= Les Reines du shopping =

Les Reines du Shopping ("The Queens of Shopping") is a French reality television show, broadcast on M6 since 10 June 2013 until 31 October 2022 and hosted by Cristina Córdula.

== Broadcasting ==
The show is broadcast Monday to Friday at the end of the evening on M6. In Belgium, it is broadcast on the private channel RTL TVI.

It has so far run four seasons. The first of these was broadcast in June 2013 and the high audience ratings led to the second season being broadcast from October 2013 to June 2014.

The show ended on 31 October 2022.

This TV show is an adaptation of the Turkish series Bana Her Şey Yakışır which has been broadcast in Turkey since 2011.

The narrator is the French announcer Hervé Lacroix.
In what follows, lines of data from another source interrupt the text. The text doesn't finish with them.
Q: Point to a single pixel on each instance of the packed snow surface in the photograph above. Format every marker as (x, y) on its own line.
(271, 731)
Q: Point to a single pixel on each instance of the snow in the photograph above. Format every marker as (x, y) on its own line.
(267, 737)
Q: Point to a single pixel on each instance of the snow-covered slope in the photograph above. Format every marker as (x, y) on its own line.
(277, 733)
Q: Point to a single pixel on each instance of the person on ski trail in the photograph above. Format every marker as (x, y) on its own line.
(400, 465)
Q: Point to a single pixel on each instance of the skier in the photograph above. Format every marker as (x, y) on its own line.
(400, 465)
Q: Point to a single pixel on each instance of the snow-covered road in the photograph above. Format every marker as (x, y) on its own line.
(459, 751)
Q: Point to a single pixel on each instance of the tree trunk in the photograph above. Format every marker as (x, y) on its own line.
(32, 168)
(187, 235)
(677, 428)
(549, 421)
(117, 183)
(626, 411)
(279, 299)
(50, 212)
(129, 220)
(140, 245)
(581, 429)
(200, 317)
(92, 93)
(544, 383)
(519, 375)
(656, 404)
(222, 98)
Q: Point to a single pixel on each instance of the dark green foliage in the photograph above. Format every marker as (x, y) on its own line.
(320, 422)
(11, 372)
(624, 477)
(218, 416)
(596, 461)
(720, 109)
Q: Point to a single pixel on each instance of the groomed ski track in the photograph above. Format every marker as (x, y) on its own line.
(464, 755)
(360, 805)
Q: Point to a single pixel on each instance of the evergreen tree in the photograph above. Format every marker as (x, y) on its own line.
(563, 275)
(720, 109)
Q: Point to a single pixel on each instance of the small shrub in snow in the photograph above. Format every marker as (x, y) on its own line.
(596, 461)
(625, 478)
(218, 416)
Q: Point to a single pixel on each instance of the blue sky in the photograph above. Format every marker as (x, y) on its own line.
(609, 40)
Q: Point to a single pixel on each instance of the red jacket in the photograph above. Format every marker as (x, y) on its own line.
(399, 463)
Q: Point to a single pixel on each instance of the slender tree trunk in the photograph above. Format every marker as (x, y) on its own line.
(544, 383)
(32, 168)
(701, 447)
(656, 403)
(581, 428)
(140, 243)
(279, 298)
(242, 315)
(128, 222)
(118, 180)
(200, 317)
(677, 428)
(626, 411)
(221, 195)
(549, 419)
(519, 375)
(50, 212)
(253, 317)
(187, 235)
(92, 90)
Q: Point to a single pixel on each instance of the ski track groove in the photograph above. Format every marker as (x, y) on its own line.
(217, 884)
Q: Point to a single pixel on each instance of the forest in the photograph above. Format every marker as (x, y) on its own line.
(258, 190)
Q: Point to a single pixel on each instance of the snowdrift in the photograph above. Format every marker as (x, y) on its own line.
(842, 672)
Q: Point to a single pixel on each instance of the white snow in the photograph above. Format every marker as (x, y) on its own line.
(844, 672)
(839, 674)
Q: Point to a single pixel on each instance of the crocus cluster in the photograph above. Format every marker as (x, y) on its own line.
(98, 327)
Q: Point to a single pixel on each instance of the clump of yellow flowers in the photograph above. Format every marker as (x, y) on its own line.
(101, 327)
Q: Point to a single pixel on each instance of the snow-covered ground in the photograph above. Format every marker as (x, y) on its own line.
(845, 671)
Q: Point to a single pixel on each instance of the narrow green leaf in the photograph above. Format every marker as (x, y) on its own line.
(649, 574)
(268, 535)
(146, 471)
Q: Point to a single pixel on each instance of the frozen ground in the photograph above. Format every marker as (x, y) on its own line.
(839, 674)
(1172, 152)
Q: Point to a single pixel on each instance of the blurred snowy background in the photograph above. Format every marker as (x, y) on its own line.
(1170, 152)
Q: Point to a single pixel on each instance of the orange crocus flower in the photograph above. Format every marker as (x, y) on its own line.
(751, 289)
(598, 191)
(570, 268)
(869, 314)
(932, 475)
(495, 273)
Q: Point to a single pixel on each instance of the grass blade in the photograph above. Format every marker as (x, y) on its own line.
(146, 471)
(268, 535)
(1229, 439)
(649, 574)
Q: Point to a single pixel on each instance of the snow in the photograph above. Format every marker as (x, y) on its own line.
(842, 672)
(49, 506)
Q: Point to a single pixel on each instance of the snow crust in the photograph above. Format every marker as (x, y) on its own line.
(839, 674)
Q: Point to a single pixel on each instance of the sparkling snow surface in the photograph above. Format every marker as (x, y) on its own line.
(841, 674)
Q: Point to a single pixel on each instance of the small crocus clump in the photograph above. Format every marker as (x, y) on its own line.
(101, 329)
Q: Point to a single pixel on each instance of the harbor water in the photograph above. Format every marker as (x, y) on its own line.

Shopping Star is the Greek version of the show that premiered on 21 November 2016 on Star Channel and have been aired until now seven seasons. The fourth series began airing on 16 September 2019. The Greek show was hosted by model Vicky Kaya, from the first season until season seven. On July 20, 2023, it was revealed that the new presenter of the show since the eighth season will be Iliana Papageorgiou. The eighth season began airing on 25 September 2023.

==Review==
The newspaper Libération thinks that this show imposes a "standardized image of femininity" in which a woman dresses firstly to appeal to men, pointing particularly to the title of the season 3 show "Dinner at the restaurant with your boss and his wife" and the implied idea that it is the man who has the power.